さらに、我々は、毒性の強いAβ42からアミノ酸2つ切り出して神経保護作用を持つAβ40に変換する(Aβ変換)酵素をアンギオテンシン変換酵素(ACE)であることを特定した。ACEは、血圧制御の中心分子であり、降圧剤の分子標的になっている。この発見は、高血圧症がアルツハイマー病の発症と深く関連していること示唆した。興味深いことに、我々は、家族性アルツハイマー病の原因遺伝子、プレセニリンは、Aβ産生だけではなく、ACEの活性制御にも深く関わっていることを発見した。Aβ産生に関わるγセクレターゼの中心分子であるプレセニリンが孤発性アルツハイマー病の発症機構(Aβ変換/分解)にも関与することが明らかとなり、現在、家族性と孤発性アルツハイマー病の共通発症機序の解明に向けて研究を行っている。

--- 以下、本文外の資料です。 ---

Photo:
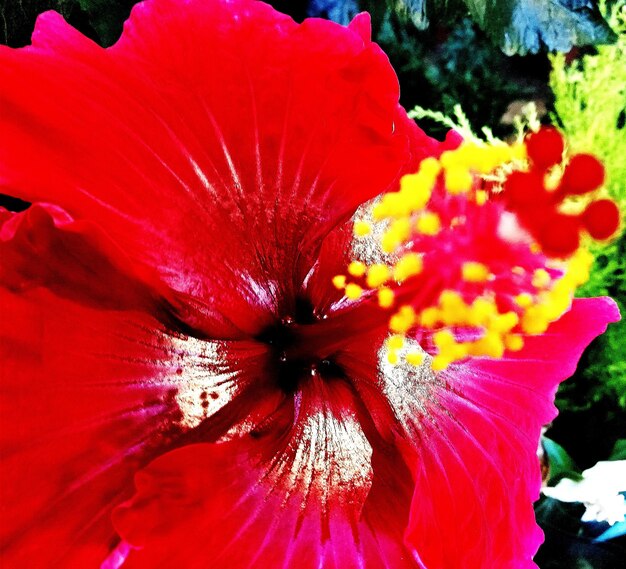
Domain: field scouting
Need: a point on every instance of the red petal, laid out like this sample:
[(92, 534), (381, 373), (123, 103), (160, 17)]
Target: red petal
[(216, 143), (305, 499), (478, 472)]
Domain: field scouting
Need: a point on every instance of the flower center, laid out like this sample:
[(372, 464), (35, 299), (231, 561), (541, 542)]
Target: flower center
[(292, 359)]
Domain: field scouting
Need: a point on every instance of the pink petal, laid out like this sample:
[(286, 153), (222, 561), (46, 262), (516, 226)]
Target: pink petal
[(217, 143), (302, 498), (477, 469)]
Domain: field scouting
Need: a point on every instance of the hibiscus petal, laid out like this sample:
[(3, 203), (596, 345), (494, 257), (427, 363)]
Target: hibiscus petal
[(89, 396), (97, 379), (306, 497), (477, 469), (215, 143)]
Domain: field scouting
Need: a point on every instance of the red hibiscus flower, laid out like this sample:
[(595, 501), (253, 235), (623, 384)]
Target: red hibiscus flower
[(182, 385)]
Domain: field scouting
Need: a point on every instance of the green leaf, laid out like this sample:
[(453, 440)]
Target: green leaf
[(561, 464), (521, 26), (107, 17), (619, 450), (517, 26)]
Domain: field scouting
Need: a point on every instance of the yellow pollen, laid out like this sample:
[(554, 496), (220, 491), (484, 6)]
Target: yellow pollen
[(385, 297), (353, 291), (357, 269), (518, 151), (428, 223), (362, 228), (339, 281), (409, 265), (475, 272), (415, 358), (377, 275), (535, 320), (443, 338), (481, 197)]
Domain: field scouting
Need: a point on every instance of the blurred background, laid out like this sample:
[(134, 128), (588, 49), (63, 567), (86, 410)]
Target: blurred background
[(477, 64)]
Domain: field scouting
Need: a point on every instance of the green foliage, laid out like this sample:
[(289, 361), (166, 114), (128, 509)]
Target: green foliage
[(436, 73), (521, 26), (590, 103), (101, 20), (517, 26)]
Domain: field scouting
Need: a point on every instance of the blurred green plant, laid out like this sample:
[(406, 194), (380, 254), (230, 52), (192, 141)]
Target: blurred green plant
[(590, 106), (517, 26)]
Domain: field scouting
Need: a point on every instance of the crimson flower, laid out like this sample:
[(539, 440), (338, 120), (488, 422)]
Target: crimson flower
[(182, 385)]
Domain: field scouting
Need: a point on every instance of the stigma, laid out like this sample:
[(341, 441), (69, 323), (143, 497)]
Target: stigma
[(481, 247)]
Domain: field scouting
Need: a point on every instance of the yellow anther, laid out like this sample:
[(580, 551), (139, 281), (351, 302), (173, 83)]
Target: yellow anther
[(357, 269), (385, 297), (402, 320), (535, 320), (556, 302), (362, 228), (504, 322), (409, 265), (377, 275), (428, 223), (353, 291), (513, 342), (430, 317), (430, 167), (518, 151), (481, 197), (339, 281), (524, 300), (415, 358), (474, 272), (579, 266), (395, 342), (458, 180), (443, 338), (541, 278)]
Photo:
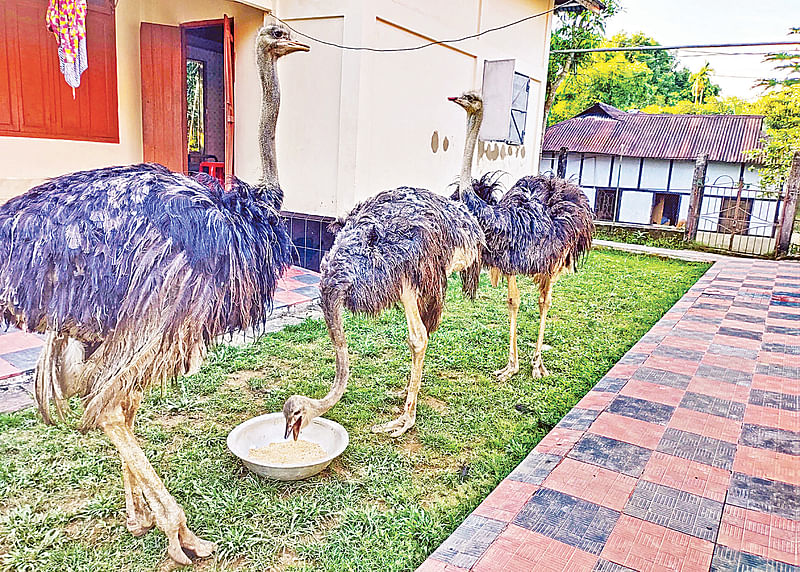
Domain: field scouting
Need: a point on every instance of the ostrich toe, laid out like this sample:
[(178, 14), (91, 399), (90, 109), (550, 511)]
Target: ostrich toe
[(397, 427)]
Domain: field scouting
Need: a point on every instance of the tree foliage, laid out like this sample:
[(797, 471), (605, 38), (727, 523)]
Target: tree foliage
[(627, 80)]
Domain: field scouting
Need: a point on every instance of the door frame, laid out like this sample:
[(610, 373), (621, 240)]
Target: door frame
[(184, 27)]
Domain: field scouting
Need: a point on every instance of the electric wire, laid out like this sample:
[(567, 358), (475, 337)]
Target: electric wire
[(420, 46)]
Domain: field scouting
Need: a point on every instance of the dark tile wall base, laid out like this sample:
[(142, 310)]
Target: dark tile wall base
[(310, 236)]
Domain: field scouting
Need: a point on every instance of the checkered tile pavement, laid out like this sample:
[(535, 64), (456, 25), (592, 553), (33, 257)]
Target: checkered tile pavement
[(685, 456), (19, 351)]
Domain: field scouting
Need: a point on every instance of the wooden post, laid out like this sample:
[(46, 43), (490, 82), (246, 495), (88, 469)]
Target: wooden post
[(789, 208), (561, 171), (696, 200)]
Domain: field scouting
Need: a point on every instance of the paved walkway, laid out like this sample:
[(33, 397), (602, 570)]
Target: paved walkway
[(19, 351), (685, 456)]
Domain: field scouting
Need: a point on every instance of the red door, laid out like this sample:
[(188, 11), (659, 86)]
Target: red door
[(163, 99), (229, 122)]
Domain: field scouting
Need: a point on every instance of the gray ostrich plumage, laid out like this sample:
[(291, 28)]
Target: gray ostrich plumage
[(541, 228), (131, 272)]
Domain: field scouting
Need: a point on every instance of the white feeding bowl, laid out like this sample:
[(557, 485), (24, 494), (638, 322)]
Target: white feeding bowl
[(265, 429)]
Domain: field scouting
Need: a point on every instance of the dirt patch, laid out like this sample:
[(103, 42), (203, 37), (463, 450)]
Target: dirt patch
[(436, 404)]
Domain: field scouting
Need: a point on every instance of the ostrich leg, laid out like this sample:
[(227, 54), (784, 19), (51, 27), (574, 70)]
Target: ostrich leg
[(545, 299), (167, 513), (418, 343), (513, 311)]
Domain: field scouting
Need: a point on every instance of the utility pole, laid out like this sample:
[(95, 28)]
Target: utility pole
[(789, 208), (696, 200)]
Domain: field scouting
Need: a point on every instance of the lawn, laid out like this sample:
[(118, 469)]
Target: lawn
[(385, 504)]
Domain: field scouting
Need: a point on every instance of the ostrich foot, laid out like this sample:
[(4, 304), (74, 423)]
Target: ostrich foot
[(397, 427), (539, 370), (507, 372)]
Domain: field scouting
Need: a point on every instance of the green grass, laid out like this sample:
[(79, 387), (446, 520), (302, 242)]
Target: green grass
[(385, 504)]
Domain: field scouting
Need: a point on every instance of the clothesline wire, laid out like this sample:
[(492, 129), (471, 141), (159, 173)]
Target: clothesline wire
[(420, 46)]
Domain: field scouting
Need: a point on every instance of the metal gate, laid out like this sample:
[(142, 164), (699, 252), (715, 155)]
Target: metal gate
[(739, 218)]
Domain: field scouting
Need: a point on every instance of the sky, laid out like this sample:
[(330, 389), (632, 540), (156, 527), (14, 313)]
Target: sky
[(678, 22)]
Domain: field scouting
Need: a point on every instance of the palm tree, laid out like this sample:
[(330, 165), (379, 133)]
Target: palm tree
[(700, 82)]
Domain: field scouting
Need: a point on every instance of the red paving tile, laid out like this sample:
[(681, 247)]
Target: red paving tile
[(685, 475), (778, 384), (719, 389), (626, 429), (705, 424), (592, 483), (675, 365), (758, 533), (772, 417), (520, 550), (431, 565), (653, 392), (648, 547), (731, 362), (506, 500), (558, 441), (767, 464), (596, 400)]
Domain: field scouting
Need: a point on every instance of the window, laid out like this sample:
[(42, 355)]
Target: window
[(519, 109), (35, 101), (605, 204), (195, 105)]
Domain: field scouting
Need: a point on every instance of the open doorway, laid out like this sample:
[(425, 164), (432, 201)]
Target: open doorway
[(205, 94)]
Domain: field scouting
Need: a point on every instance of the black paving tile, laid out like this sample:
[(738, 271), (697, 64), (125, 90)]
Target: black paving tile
[(774, 399), (764, 495), (778, 440), (739, 333), (698, 448), (570, 520), (662, 377), (729, 560), (724, 374), (611, 454), (641, 409), (713, 405), (675, 509), (469, 541)]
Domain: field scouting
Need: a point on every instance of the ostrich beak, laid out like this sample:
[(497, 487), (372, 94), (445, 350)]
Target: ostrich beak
[(293, 429), (295, 46)]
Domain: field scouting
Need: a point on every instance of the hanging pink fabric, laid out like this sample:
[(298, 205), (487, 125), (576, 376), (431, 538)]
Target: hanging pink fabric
[(67, 20)]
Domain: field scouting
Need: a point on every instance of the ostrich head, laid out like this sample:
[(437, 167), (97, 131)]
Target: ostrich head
[(298, 412), (275, 40), (471, 101)]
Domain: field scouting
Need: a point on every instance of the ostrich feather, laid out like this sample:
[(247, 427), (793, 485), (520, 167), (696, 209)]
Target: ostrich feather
[(540, 223), (404, 235), (137, 263)]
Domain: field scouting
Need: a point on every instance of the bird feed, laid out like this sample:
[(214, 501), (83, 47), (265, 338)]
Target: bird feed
[(288, 453)]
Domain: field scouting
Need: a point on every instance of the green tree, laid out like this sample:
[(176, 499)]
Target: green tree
[(574, 29), (700, 82)]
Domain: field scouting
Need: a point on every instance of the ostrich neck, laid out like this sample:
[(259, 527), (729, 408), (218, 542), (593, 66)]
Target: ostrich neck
[(270, 103), (473, 126)]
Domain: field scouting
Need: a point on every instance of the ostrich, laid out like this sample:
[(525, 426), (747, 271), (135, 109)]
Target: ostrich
[(399, 246), (131, 272), (541, 227)]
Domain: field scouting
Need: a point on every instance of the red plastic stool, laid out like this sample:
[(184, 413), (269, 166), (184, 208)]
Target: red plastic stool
[(214, 168)]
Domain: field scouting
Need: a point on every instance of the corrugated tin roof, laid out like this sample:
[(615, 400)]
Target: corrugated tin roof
[(606, 130)]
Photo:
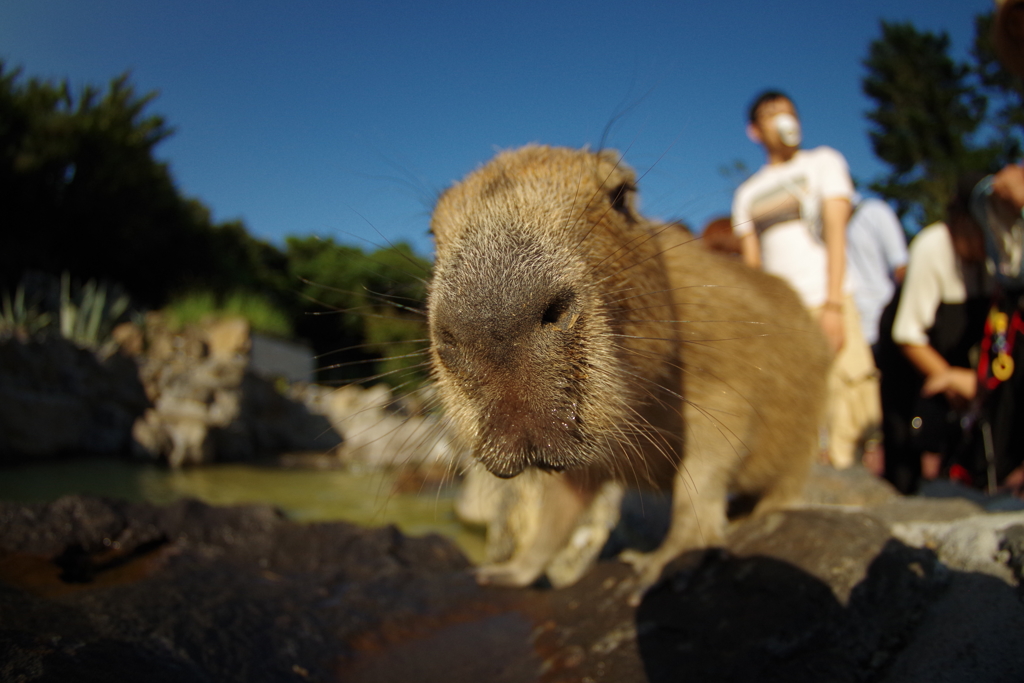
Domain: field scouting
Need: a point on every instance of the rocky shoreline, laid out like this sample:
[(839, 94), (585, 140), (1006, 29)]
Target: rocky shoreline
[(873, 587)]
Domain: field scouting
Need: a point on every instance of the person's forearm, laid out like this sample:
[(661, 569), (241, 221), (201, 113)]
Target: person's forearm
[(835, 214), (925, 358), (751, 250)]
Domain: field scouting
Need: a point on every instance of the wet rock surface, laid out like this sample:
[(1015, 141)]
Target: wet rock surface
[(100, 590)]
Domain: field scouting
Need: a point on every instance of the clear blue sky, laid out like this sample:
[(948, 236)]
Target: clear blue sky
[(344, 118)]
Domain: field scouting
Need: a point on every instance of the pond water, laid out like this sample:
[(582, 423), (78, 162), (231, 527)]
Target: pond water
[(303, 495)]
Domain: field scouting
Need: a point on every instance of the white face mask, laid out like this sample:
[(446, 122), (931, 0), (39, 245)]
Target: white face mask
[(788, 129)]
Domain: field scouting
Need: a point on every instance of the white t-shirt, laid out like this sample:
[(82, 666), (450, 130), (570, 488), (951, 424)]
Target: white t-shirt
[(934, 275), (781, 203), (875, 248)]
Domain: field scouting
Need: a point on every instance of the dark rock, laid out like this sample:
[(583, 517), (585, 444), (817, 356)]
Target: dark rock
[(190, 592), (56, 398)]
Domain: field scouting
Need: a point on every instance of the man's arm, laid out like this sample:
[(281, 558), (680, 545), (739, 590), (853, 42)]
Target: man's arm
[(835, 214), (751, 250)]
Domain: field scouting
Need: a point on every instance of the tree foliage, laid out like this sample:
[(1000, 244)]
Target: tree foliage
[(925, 121), (360, 307), (83, 194)]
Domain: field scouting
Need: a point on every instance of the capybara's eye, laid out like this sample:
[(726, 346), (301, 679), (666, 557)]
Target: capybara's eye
[(560, 310), (619, 196)]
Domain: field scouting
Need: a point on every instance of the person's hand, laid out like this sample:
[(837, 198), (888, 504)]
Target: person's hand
[(832, 323), (1008, 184), (958, 385)]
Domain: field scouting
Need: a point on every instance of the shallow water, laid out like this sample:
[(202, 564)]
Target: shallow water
[(303, 495)]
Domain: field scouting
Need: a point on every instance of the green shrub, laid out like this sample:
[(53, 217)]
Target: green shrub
[(194, 307)]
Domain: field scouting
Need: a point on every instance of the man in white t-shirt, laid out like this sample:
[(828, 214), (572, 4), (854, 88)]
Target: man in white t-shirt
[(877, 257), (791, 217)]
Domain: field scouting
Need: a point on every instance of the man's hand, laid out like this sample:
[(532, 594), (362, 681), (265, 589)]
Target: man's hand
[(832, 322), (957, 384)]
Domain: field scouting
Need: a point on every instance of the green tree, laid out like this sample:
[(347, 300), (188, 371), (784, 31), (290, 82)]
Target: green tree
[(925, 119), (1004, 90), (84, 194), (364, 311)]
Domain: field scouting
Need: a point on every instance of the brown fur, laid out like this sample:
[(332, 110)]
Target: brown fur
[(569, 334)]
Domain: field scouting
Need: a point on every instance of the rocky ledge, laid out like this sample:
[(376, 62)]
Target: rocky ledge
[(892, 589)]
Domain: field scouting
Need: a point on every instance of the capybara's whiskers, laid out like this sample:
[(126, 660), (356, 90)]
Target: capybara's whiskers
[(583, 342)]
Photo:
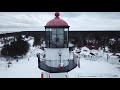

アンギオテンシン受容体およびその阻害薬がAβの賛成を制御する
(2)アルツハイマー病の病理特徴は脳内のアミロイド沈着を主体とするが、レビー小体型認知症とパーキンソン病の原因分子であるα-synuclein、前頭側頭型認知症と筋萎縮性側索硬化症の原因分子であるTDP-43の蓄積も同時に存在する症例が多い。我々は、α-synucleinの発現や分泌を制御する分子、およびTDP-43の核からの喪失および細胞質での蓄積を制御する分子の同定を進めており、新たにα-synucleinおよびTDP-43の異常蓄積を制御する分子を発見した。現在、これらの制御分子の欠損細胞およびノックアウトマウスを用い、α-synucleinおよびTDP-43の異常蓄積機構の解明およびこれらの原因分子の蓄積を抑制する方法の開発を目指している。